I used to get a lot of support from the chat room but technical difficulties and lack of decent internet connection make that hard at the mo.
Just been looking at the "right to family life" as defined by human rights law and it seems that it's the right to "marry and have a family life".  I would like to know where the XXXX I'm meant to find a man who is suitable to start having kids with right this minute ffs


----------



## MissT (formally MissTurneriffic) (Mar 10, 2012)

I so sorry you are going through this. I'm afraid I have no advice or magic words for you buti just wanted to give you a big virtual hug and to let you know you are not alone.

Xxxxxx


----------



## even (Apr 15, 2012)

thanks a million mrs turneriffic xxxxxxxxxxxxxxxxxxxx


----------



## MissT (formally MissTurneriffic) (Mar 10, 2012)

How are you feeling today even? Xxxxxx

I know it's not much help and you may have already tried this or don't want to go down this route but I met my husband on match.com, have you thought about something like that? I went on dates and it kept my mind off other things. I also did a year of counselling and cbt which I think really helped me. 

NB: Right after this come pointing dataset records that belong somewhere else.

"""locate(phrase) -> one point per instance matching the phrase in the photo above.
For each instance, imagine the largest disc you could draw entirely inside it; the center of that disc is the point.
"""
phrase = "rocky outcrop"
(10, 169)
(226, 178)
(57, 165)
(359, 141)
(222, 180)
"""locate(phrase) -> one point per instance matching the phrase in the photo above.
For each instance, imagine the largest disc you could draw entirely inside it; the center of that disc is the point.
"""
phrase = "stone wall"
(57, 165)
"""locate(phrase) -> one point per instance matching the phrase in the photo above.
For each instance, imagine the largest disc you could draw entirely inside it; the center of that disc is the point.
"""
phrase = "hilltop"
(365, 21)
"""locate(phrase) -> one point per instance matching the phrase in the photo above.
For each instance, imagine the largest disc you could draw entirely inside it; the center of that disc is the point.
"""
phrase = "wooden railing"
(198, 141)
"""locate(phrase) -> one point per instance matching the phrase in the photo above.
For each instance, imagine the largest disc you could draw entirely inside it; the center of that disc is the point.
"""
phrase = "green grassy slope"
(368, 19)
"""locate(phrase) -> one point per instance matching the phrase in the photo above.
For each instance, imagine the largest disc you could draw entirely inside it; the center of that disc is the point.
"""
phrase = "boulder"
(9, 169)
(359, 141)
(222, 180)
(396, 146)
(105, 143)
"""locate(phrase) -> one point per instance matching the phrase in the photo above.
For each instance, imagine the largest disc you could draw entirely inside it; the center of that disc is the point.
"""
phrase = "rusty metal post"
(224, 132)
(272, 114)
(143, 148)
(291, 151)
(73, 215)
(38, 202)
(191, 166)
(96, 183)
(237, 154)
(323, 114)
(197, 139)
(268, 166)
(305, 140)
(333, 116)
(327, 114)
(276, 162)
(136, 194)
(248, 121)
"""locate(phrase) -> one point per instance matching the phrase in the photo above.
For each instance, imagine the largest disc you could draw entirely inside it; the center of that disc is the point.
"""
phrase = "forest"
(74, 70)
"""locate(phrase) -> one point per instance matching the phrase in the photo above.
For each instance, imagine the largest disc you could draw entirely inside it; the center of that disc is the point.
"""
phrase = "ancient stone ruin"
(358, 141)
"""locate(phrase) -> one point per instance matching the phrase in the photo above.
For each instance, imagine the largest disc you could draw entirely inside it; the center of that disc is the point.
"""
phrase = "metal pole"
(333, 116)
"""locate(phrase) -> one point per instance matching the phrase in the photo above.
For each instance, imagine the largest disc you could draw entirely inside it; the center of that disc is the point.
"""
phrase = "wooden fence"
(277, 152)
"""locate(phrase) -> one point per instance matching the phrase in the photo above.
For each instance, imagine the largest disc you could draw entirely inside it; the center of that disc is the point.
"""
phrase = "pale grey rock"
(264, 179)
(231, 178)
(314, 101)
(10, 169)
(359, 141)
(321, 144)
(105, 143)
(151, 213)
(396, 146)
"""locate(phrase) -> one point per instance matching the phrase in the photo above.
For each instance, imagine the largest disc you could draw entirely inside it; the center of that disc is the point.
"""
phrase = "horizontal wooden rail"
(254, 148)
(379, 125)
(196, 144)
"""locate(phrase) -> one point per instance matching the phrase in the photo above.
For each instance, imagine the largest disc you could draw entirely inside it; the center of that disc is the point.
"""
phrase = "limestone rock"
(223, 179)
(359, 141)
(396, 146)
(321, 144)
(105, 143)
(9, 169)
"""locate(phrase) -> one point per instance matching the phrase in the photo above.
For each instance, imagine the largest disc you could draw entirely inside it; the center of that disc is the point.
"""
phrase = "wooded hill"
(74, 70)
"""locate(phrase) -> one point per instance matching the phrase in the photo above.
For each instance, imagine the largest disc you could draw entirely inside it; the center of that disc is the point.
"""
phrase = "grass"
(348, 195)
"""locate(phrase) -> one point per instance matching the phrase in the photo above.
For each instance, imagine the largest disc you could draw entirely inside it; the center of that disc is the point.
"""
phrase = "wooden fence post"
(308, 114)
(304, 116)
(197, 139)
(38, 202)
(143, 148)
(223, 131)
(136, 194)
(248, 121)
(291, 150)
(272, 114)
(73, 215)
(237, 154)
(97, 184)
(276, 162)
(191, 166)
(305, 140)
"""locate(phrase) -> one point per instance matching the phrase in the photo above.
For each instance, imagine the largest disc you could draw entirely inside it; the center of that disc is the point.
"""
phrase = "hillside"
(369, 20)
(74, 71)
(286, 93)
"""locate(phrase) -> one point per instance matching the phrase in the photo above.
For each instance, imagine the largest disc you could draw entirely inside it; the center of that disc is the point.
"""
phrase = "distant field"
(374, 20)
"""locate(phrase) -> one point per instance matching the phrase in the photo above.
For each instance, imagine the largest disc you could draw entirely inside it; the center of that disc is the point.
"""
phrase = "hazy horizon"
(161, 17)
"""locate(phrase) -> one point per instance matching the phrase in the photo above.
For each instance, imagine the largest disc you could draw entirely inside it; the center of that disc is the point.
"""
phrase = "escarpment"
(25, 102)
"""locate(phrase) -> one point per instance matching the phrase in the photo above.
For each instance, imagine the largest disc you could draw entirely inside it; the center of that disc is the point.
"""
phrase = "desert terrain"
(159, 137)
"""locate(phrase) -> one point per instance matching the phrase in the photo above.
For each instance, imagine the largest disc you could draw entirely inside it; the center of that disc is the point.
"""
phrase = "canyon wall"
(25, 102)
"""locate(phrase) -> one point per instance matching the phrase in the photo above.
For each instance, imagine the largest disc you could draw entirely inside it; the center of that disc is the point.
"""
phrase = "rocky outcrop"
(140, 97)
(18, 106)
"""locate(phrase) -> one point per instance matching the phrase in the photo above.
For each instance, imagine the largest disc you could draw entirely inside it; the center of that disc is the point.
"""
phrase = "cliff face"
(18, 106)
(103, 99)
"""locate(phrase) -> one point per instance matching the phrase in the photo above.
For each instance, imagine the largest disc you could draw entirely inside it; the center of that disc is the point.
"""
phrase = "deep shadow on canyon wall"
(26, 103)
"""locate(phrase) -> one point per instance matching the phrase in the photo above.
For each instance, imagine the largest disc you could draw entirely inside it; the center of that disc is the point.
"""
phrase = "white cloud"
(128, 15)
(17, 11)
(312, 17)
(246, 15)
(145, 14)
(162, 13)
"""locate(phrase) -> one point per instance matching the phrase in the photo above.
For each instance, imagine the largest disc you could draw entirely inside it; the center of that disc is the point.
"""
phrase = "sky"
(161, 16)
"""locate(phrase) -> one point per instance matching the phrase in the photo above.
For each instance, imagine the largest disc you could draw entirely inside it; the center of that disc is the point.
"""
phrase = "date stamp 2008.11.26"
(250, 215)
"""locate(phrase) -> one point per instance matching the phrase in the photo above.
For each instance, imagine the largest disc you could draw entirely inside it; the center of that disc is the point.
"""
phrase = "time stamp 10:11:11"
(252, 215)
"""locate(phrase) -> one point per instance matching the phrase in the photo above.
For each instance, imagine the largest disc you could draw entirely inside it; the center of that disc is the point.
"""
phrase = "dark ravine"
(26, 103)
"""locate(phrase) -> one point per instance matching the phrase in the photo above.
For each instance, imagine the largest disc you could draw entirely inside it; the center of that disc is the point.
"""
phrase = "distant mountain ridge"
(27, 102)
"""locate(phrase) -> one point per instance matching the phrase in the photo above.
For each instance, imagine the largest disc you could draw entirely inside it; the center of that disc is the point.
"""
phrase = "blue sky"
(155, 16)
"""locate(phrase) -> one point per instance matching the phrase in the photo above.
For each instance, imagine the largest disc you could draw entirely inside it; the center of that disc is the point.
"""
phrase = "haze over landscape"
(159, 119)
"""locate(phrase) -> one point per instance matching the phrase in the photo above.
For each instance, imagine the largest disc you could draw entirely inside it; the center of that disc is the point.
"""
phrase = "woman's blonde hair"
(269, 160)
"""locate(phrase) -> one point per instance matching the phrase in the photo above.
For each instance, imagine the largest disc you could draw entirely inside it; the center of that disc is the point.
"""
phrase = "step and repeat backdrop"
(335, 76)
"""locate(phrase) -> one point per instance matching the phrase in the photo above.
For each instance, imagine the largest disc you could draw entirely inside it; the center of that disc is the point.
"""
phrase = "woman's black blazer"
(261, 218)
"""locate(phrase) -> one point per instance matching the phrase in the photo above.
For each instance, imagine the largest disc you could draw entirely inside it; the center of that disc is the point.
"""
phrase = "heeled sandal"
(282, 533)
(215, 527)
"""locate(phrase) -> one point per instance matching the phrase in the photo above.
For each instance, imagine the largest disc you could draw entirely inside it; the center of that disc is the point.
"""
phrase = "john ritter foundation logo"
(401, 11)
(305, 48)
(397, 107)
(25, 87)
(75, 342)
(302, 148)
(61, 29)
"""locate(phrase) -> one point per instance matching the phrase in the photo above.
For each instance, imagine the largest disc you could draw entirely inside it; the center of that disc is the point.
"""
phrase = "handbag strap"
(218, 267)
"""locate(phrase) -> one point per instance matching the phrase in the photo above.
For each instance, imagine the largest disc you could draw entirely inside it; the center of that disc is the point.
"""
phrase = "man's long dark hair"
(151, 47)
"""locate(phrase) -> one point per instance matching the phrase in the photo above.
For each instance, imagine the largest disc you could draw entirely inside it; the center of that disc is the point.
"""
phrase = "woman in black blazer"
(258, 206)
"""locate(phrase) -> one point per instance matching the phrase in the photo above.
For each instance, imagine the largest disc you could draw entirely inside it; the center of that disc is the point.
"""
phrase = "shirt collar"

I hope you find happiness soon in any form xxxxx


----------



## even (Apr 15, 2012)

thanks turneriffic xxxx

i tried online dating ages ago, speeddating and lonely hearts columns (replying).  I can't wait for a man anymore, my fertility is running out and I can't trust adoption unfortunately


thanks for the thought tho
ev


----------



## staceysm (Nov 18, 2010)

Even,

Have you thought about co-parenting?  Or is it not for you.


X


----------



## even (Apr 15, 2012)

thanks staceysm for your concern.  I have looked at co-parenting and it's not for me.  Being single isn't really my problem, not having kids is the problem, I can try to get a man later but I'm running out of time as far as kids are concerned cos social services can't be trusted so adoption can't be relied on.

Since I wrote the post, things have got a bit better because i'm finally able to get a place of my own but it's not going to happen for a bit and the waiting is doing my head in.

thanks again for your interest and i hope things are going well for you
even xxxx


----------